"Lu ngancem gue? Ouhhh.... Takut.." Ujar Bianca berpura-pura takut dengan ancaman Aurel.

"Gue ga main-main ya, kak"

"Kenapa? Lu takut sama gue?" Bianca mengikis jarak antara ia dan Aurel.

Aurel meneguk salivanya susah payah. Demi apapun ia benar-benar takut sekarang. Jika satu lawan satu, mungkin Aurel berani melawan. Tapi masalahnya, Bianca mainnya keroyokan. Bukan apa-apa, Aurel hanya takut jika Bianca nekat mencelakai dirinya.

"Lu ada masalah apa sama gue? Perasaan gue ga pernah nyenggol lu, kak. Gue juga ga pernah ngusik kehidupan lu. Terus kenapa, lu malah gangguin gue?" Dengan sisa keberanian yang ada, Aurel pun bertanya pada Bianca.

"Lu masih tanya salah lu apa? Lu ga sadar kalau lu udah melakukan kesalahan yang sangat fatal, hah? Ga sadar? Atau emang lu yang gatau diri?" Bianca menatap Aurel sinis.

Aurel menggelengkan kepalanya. "Gue ga ngerti, maksud lu apa? Gue salah apa, kak?"

Bianca melirik ke arah Vanya, seolah berkata "Jelasin". Vanya yang peka dengan isyarat gadis itupun mengangguk dan membuka suaranya.

"Lu emang ga pernah ngusik Bianca, tapi lu udah buat masalah besar dengan cara ngerebut Vano dari dia!" Teriak Vanya yang membuat telinga Aurel berdengung.

"Apa? Ngerebut? Gue ga salah dengerkan?" Tanya Aurel yang terkesan mengejek. "Ngerebut dari mananya? Gue ga pernah ngerebut kak Vano dari siapapun! Dia sendiri yang datang ke gue dan minta gue untuk jadi pacarnya. Terus salah gue dimana?"

Amora menarik kuat rambut Aurel, yang mampu membuat gadis itu mendongak dan merintih kesakitan. "Salah lu karena lu mau nerima Vano sebagai pacarnya!"

"Lu tau, gue udah lama suka sama Vano. Harusnya gue yang jadi cewenya, Vano. Bukan lu. Cewe gatau diri yang dengan seenaknya rebut Vano dari gue." Bianca mencengkram kuat dagu Aurel, yang membuatnya kesulitan bernafas.

Merasa terancam, Aurel pun menginjak kaki Bianca agar cengkraman nya terlepas. Setelah Bianca melepas cengkraman pada dagunya. Aurel pun menghirup udara sebanyak-banyaknya.

Aurel mencoba mengatur nafasnya agar lebih tenang. Ia menatap angkuh pada sosok di hadapannya. "Gue yang ngerebut atau lu yang ga bisa dapetin kak, Vano?"

"Sialan, lu berani sama gue?" Teriak Bianca tersulut emosi. Tanpa babibu, gadis itu menyiram seragam Aurel dengan kuah cabai yang dibawanya. Hal itu sontak membuat Aurel tertegun, untung saja kuah itu tidak mengenai matanya.

Aurel menatap Bianca tajam. "Maksud lu apa siram-siram baju gue pake kuah cabai? Lu kira ga panas apa?"

"Itu ga seberapa sama apa yang udah lu lakuin ke gue. Lu udah rebut orang yang gue sayang. Dan lu pantas dapetin ini semua." Bianca menjambak rambut dan membuka paksa mulut Aurel.

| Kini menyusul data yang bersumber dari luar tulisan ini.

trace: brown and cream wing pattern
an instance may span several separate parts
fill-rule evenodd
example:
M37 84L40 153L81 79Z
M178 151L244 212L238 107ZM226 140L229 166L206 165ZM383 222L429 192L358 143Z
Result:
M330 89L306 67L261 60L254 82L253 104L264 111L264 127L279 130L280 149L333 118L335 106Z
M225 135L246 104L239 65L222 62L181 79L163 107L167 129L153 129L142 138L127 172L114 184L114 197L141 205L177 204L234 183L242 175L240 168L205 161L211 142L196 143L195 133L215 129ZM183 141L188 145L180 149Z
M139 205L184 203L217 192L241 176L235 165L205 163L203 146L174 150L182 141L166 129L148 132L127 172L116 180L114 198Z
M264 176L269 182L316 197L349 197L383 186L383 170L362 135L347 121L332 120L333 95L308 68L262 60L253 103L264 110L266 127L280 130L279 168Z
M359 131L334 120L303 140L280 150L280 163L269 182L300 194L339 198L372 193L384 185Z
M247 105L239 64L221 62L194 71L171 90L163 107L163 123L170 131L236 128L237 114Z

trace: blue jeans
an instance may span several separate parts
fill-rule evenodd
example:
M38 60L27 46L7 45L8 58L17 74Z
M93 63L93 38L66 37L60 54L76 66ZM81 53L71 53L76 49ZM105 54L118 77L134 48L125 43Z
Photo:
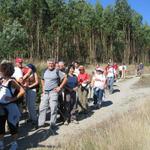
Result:
M104 90L100 88L94 88L94 104L100 104L102 103L102 98L103 98Z
M108 87L110 94L113 93L113 84L114 84L114 77L108 77L107 78L107 87Z
M36 112L36 89L28 89L26 91L26 102L29 111L29 119L36 122L38 120Z

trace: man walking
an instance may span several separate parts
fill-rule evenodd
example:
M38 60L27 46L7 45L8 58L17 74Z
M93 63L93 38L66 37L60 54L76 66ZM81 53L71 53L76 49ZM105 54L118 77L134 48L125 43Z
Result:
M59 82L61 83L59 84ZM42 98L39 108L38 126L43 126L46 120L46 112L48 107L51 110L50 128L53 129L56 125L58 93L61 91L67 78L63 72L55 69L55 61L47 60L47 69L42 74Z

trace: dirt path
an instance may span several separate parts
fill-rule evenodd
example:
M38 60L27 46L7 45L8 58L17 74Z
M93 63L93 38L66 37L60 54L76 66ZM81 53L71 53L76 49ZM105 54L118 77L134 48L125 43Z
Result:
M112 95L106 94L106 99L101 109L92 110L89 115L82 117L78 125L69 124L69 126L59 126L57 130L58 135L49 135L48 127L29 131L30 128L22 126L20 129L22 136L19 138L21 149L49 149L51 147L59 147L67 139L81 134L86 129L94 128L102 121L132 109L135 103L140 102L143 97L150 97L150 88L132 88L138 81L139 78L133 77L116 83L114 86L115 93Z

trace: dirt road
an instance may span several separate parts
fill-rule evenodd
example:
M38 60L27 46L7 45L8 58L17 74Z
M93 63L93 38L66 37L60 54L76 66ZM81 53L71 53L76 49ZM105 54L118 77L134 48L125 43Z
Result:
M57 130L58 135L51 135L49 127L40 128L31 131L27 125L21 126L21 137L19 146L23 149L45 149L51 147L60 147L68 139L83 133L85 130L95 128L97 124L109 120L116 114L122 114L134 108L136 103L142 101L143 97L150 97L150 87L133 88L133 85L139 81L138 77L133 77L125 81L115 83L112 95L106 94L103 107L99 110L92 110L88 115L81 115L78 125L61 125Z

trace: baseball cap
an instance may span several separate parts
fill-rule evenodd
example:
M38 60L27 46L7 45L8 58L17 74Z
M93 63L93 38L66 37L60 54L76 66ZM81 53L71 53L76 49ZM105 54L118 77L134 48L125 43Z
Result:
M22 63L22 62L23 62L23 59L18 57L18 58L15 59L15 62L16 62L16 63Z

"Masukin ke mulut dia!" Bianca menyuruh Amora untuk menyuapkan sesendok sambal pada mulut Aurel. Setelah itu ia memaksa Aurel untuk meminum jus cabai yang juga sudah disiapkannya.

Aurel sampai tersedak hingga mengeluarkan air mata. Lidahnya terasa terbakar. Telinganya panas seperti mengeluarkan api. Ia sangat tersiksa akibat ulah bar-bar Bianca.

Melihat Aurel yang tersiksa membuat Bianca dan antek-anteknya tertawa puas. Mereka sangat puas membully Aurel.

Amora dan Vanya melepas cengkraman mereka dari lengan Aurel.  Melihat badan Aurel yang sedikit oleng membuat Bianca dengan sengaja mendorong tubuh Aurel hingga menghantam tembok.